Le choix des meilleurs fournisseurs ne préserve pas des mauvaises surprises. Philippe Noiret – j’y reviens – raconte qu’il avait dans ses armoires « des pantalons très bien coupés, mais un peu longs parce qu’on (s’était trompé) lorsqu’on (avait pris) les mesures ». Il dit encore : « Dès que j’ai gagné un peu d’argent, j’ai eu envie de me faire faire des souliers chez Lobb (…) c’étaient des mocassins ; lorsque je les ai récupérés, j’ai voulu les essayer : ils me faisaient un mal de chien. Je suis allé trouver M. Dickinson qui était le maître bottier de chez Lobb : « Ne vous inquiétez pas, monsieur Noiret. On a voulu trop bien faire. On va vous donner de l’aisance. » A partir de ce jour, j’ai été un fidèle de la maison. »
Les artisans m’ont appris, à leur manière, à être philosophe. « La machine est impersonnelle, disait Nietzsche. Elle retire à la pièce travaillée sa fierté, cette qualité et ces défauts inséparables de tout travail non mécanique. » J’ai appris à accepter les défauts de mes tailleurs successifs. L’un d’eux aimait à répéter : « Le tissu est une matière souple dont on ne fait pas ce qu’on veut. » Ces défauts, j’ai même fini par les aimer. Ils m’évoquent des souvenirs ; ils racontent des histoires. Les tisseurs orientaux introduisent volontairement un défaut dans la fabrication de leurs tapis afin de signifier que la perfection est l’apanage de Dieu. Nos machines modernes produisent, elles, des « produits parfaits », comme le dirait Houellebecq. Et Dieu a déserté nos vies.

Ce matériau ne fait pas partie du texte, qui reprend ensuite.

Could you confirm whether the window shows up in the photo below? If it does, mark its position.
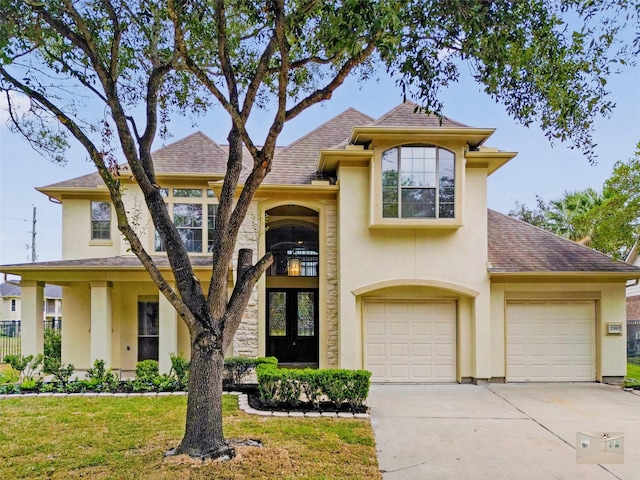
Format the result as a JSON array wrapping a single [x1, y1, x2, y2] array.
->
[[91, 202, 111, 240], [173, 203, 202, 252], [207, 204, 218, 252], [382, 146, 455, 218], [154, 188, 218, 253]]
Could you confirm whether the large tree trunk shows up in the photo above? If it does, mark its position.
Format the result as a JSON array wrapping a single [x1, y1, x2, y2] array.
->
[[167, 322, 235, 458]]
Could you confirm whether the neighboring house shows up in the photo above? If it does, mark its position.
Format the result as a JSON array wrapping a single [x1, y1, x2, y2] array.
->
[[0, 104, 640, 383], [0, 282, 62, 328]]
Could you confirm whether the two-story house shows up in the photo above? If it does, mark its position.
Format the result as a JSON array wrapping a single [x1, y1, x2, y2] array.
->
[[0, 104, 640, 383]]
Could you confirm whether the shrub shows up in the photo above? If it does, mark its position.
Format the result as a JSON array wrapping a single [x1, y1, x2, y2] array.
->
[[256, 364, 371, 411], [84, 360, 119, 392], [224, 357, 278, 385], [136, 360, 160, 383], [4, 353, 44, 382], [169, 353, 189, 390], [42, 328, 62, 375]]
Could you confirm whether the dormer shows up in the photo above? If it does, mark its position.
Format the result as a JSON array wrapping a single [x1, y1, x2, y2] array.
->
[[318, 102, 516, 228]]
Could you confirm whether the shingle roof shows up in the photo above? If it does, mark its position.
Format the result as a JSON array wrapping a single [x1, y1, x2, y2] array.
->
[[264, 108, 373, 185], [0, 282, 62, 298], [368, 101, 468, 128], [152, 132, 227, 174], [41, 102, 466, 190], [0, 210, 640, 277], [488, 210, 640, 276]]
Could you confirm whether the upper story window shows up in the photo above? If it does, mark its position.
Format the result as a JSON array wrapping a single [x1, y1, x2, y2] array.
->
[[154, 188, 218, 253], [266, 225, 319, 277], [91, 202, 111, 240], [382, 146, 455, 218]]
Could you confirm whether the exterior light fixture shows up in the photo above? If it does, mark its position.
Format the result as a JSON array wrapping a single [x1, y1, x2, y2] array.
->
[[287, 257, 300, 277]]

L’objet réalisé par l’artisan est le fruit d’une relation entre deux personnes – lui et son client. De là sa valeur particulière et l’affection – oui, l’affection – qu’on peut avoir pour lui. Le « prix » d’un objet ainsi fabriqué n’est pas réductible à sa valeur pécuniaire. « Objets inanimés, avez-vous donc une âme/ Qui s’attache à notre âme et la force d’aimer ? » Assurément, des objets en plastique usinés à la chaîne n’auraient pas arraché au poète la même interrogation ! L’artisan communique un peu de son âme à l’objet qu’il fabrique et le client va, à son tour, transmettre un peu de la sienne à celui qu’il achète. Nietzsche encore : « Autrefois, tout achat fait à des artisans était une manière de distinguer des personnes des marques desquelles on s’entourait ; le mobilier et le vêtement devenaient de la sorte des symboles d’estime réciproque et d’affinités personnelles, tandis que nous ne semblons plus vivre à présent que parmi une société d’esclaves, anonyme et impersonnelle. »

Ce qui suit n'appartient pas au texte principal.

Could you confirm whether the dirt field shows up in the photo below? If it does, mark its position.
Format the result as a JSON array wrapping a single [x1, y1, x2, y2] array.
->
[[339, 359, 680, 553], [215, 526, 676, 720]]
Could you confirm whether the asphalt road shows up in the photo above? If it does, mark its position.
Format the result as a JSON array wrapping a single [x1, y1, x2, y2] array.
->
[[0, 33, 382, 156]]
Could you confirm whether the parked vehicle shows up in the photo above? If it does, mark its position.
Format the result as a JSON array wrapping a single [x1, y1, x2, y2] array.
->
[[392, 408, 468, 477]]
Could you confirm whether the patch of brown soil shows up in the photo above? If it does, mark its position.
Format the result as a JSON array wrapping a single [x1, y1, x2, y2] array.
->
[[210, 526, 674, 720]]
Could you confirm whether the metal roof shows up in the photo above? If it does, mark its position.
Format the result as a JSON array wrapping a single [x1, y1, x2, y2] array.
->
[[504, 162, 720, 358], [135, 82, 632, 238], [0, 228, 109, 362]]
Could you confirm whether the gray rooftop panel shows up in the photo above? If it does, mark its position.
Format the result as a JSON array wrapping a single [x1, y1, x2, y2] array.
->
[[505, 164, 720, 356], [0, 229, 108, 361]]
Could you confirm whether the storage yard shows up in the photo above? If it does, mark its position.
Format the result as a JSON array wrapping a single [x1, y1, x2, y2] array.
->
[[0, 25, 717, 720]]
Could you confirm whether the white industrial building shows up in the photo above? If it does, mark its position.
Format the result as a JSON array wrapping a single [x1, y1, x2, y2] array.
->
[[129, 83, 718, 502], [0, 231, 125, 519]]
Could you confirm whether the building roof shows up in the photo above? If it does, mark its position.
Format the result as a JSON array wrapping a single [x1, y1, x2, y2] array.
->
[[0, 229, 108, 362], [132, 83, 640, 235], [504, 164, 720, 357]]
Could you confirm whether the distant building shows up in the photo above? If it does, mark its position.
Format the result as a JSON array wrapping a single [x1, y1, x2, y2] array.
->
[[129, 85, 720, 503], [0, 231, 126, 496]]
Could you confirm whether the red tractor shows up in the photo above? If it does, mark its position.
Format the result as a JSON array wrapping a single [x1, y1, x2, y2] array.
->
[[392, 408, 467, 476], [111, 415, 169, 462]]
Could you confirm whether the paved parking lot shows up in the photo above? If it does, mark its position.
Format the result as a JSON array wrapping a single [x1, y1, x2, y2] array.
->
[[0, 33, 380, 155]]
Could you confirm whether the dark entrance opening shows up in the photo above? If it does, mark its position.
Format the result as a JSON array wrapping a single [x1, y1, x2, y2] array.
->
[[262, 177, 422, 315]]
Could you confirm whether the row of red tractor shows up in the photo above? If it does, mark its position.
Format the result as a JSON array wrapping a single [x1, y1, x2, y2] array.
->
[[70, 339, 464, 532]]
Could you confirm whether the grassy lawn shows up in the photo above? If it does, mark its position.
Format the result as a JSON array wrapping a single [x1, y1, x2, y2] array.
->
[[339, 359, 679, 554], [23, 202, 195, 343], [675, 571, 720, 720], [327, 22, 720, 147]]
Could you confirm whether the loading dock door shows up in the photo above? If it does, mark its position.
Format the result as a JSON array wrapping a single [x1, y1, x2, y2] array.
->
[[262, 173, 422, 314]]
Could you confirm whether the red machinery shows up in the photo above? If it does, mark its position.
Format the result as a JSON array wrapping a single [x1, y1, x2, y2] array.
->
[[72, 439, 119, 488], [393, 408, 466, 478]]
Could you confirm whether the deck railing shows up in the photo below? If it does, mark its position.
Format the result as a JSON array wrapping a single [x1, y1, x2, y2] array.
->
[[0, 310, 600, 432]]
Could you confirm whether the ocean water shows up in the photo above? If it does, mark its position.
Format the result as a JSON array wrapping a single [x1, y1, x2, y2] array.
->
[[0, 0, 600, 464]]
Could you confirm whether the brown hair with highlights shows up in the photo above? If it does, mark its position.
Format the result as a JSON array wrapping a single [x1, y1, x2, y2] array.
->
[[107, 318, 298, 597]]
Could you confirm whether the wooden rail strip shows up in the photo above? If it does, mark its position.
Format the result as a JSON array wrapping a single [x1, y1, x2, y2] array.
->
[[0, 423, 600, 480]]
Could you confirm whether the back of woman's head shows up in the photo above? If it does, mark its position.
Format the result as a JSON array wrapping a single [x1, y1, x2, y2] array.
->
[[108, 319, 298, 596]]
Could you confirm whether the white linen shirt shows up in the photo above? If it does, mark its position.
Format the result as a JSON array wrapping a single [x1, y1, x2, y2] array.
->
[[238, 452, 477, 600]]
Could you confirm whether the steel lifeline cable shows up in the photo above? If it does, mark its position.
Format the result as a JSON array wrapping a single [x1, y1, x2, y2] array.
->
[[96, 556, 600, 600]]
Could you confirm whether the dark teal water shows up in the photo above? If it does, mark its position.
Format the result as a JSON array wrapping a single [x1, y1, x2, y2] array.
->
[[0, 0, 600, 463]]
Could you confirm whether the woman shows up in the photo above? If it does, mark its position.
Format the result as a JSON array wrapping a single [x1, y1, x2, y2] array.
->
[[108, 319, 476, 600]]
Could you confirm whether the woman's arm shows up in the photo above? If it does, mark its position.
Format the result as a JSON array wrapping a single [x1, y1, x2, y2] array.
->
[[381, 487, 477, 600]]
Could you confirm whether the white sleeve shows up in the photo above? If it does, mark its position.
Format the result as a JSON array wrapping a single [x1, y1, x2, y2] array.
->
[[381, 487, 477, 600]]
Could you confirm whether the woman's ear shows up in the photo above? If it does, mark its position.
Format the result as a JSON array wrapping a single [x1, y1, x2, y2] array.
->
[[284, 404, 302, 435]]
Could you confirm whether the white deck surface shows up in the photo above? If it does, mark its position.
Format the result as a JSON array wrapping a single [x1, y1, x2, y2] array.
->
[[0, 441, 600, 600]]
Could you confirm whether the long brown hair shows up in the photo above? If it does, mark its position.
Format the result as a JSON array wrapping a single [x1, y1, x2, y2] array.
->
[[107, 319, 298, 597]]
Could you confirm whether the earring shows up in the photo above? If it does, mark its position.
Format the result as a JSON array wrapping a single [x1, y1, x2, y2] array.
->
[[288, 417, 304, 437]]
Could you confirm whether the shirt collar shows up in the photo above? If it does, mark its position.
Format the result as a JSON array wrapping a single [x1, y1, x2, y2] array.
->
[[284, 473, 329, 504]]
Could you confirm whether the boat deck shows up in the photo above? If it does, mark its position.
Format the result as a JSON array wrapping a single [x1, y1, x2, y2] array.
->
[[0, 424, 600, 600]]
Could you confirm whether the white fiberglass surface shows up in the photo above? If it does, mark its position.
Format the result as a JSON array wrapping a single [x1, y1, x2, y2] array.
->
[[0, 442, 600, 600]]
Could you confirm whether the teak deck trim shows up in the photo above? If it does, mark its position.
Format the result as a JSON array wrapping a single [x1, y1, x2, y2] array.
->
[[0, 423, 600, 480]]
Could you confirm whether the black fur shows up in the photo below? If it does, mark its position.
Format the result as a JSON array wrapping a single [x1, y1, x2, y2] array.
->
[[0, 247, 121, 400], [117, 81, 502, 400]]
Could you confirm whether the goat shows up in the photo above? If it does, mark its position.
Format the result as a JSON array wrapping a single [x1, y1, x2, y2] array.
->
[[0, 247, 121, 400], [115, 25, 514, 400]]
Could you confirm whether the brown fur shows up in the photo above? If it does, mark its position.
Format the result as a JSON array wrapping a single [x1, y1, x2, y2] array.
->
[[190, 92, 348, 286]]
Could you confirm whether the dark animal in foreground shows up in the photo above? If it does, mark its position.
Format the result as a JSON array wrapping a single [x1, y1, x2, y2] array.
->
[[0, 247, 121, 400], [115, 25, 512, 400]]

Le nombre des artisans a, ces dernières décennies, fortement diminué. La mémoire des métiers disparus se perpétue, sous une forme folklorique et à des fins touristiques, dans des villages aussi tocs que des décors de cinéma. Seul un certain artisanat d’art et de luxe a réussi à tirer son épingle du jeu. Sa clientèle est riche et d’origine souvent étrangère. Les tailleurs habillaient autrefois les hommes de toutes les classes. Les quelques-uns qui survivent pratiquent des prix qui dissuadent la clientèle moyenne – et, a fortiori, modeste – de s’adresser à eux. Grevés de charges, comment pourraient-ils faire autrement ?

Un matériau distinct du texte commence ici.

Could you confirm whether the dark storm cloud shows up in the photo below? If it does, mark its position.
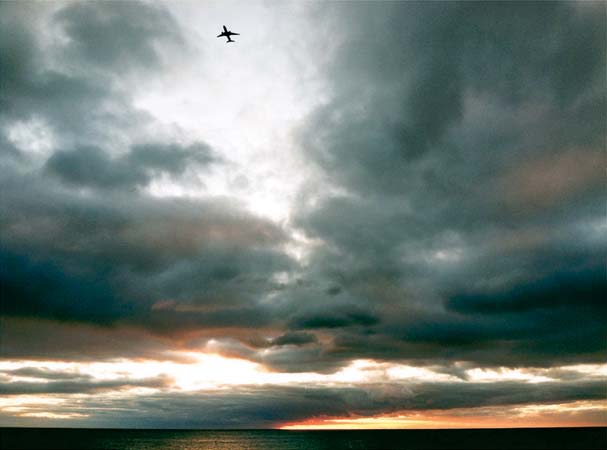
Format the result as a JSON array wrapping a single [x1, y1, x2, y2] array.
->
[[46, 144, 215, 189], [0, 2, 293, 359], [272, 332, 318, 346], [0, 171, 292, 336], [283, 2, 607, 372]]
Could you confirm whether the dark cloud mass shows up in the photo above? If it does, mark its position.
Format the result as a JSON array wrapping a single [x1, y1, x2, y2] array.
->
[[0, 2, 607, 428], [291, 3, 607, 366]]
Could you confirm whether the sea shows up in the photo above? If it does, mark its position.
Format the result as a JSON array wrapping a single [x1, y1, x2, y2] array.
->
[[0, 427, 607, 450]]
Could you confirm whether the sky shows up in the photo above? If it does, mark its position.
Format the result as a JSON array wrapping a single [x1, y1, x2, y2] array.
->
[[0, 1, 607, 429]]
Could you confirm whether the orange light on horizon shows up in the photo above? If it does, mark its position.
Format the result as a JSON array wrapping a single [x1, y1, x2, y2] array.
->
[[279, 400, 607, 430]]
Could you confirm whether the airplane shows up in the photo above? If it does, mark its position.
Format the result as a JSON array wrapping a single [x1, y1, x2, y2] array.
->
[[217, 25, 240, 44]]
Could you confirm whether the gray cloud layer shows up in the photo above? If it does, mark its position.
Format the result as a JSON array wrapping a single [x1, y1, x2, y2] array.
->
[[0, 2, 607, 426]]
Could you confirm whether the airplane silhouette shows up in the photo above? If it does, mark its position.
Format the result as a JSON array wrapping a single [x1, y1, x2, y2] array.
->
[[217, 25, 240, 44]]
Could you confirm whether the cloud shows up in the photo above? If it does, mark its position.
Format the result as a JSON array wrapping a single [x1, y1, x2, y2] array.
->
[[282, 0, 607, 372], [0, 382, 603, 429], [46, 143, 216, 189]]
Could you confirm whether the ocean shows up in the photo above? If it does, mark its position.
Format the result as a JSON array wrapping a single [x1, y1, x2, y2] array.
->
[[0, 428, 607, 450]]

Un manque existe dont témoigne l’intérêt actuel pour le « sur mesure » sous toutes ses formes ou pour des blogs comme le mien. Les jeunes ne sont pas les derniers à rêver sur un monde hélas disparu. Un monde humain.
_____________________________________________________________________________________________________________
1. Mémoire cavalière, Philippe Noiret, Robert Laffont.